Türkiye özellikle son yıllarda Orta Doğu coğrafyasını etkisi altına alan iç savaşlar, terör ve baskılarla yaşamak istemeyen insanların ilk durağı ve kurtarıcısı hâline gelmiş durumda. Peki kurtarıcı rolünde olan Türkiye’nin tek amacı insani yardım mı?
Türkiye bu insani yardım kampanyasında AB tarafından bir tampon bölge ilan edilmiş hâle geldi. AB Türkiye’ye 2015 yılında Suriyeli mülteciler için 3 milyar avroluk yardım edileceğini açıklamıştı. Ardından 2016’da 3 milyar avro daha aktarılacağı ve son olarak 2024 yılına kadar 3 milyar avro daha aktarılacağı açıklandı. Ödenmesi planlanmış bu paranın doğrudan verilmeyeceği sadece projelere aktarılacağı bilinmekte. Bu aşamada planlanan 9 milyar avrodan 4,3 milyarının ödenmiş olduğunu söyleyebiliriz. Fakat hükûmet kanadından yapılan son açıklamaya göre mülteciler için harcanan para 40 milyar doların üzerinde. Yani Türkiye’nin tampon bölge olarak görev aldığı bu süreçte herhangi bir maddi getiri sağlamadığı apaçık ortada. Peki maddi getirisi olmadığı apaçık ortadayken, ekonomik olarak “hâlâ 2001 krizinin etkilerini ağır şekilde yaşıyorken” neden bu kadar çok mülteci kabul edildi? Şubat 2020’de Türkiye’nin Yunanistan sınırını açarak mültecileri gönderebileceğine dair verdiği gözdağı ve AB’nin net şekilde mültecileri almamak konusundaki tavrından çıkarımda bulunmak gerekirse mülteciler siyasi olarak önemli bir koz olarak kullanılabilmekte. Sanırım bu konuda söylenecek son söz de Alman Yeşiller Partisi’nin Avrupa Parlamentosu Milletvekili Katrin Langensiepen’den geldi. Ankara’da yaşanan saldırı olaylarından sonra Twitter üzerinden “Türkiye çok sayıda Suriyeliyi aldı ama o zaman insanların güvenliğini de sağlamanız gerekiyor.” dedikten sonra gelen, Türkiye’nin işine karışmaması gerektiğine dair tepkilere; “Tabii ki, size parasını biz veriyoruz.” yanıtını verdi.

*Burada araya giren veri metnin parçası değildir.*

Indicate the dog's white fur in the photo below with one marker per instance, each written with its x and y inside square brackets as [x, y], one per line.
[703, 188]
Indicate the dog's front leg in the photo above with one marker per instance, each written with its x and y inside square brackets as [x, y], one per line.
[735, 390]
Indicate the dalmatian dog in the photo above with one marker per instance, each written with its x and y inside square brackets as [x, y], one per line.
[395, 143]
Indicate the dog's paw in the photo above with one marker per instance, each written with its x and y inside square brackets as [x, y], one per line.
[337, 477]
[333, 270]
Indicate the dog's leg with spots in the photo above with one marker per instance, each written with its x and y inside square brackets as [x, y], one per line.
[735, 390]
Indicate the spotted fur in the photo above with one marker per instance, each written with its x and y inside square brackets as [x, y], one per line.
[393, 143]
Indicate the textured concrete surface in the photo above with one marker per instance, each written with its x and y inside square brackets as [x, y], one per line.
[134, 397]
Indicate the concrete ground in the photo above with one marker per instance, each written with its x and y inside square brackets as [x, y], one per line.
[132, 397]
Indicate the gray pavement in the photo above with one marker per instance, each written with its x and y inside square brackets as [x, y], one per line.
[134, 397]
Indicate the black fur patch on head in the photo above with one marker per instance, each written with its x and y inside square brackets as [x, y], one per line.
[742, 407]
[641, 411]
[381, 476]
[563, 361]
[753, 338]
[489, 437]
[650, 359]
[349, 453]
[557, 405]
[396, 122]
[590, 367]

Peki hem insani olarak görevini yapıp, hem de üstüne para alacakken neden AB ülkeleri mültecileri istemiyor?
Öncelikle AB ülkeleri bazı mültecileri kabul ediyor. Başvuru yapan mültecilerden nitelikli ve yetişmiş olanları çeşitli AB ülkeleri tarafından kabul edilip istihdama katılmış durumda. 2015 senesinde Türkiye günde 19 bin mülteci kabul ederken İngiltere toplam 150 mülteci kabul etmişti. Fransa’ysa üzerine düşeni fazlasıyla yapmış ve toplam 4500 mülteci kabul etmişti. Fakat geriye kalan çocuk, yaşlı ve çoğunlukla işsiz olan mültecileri kabul etmiyorlar.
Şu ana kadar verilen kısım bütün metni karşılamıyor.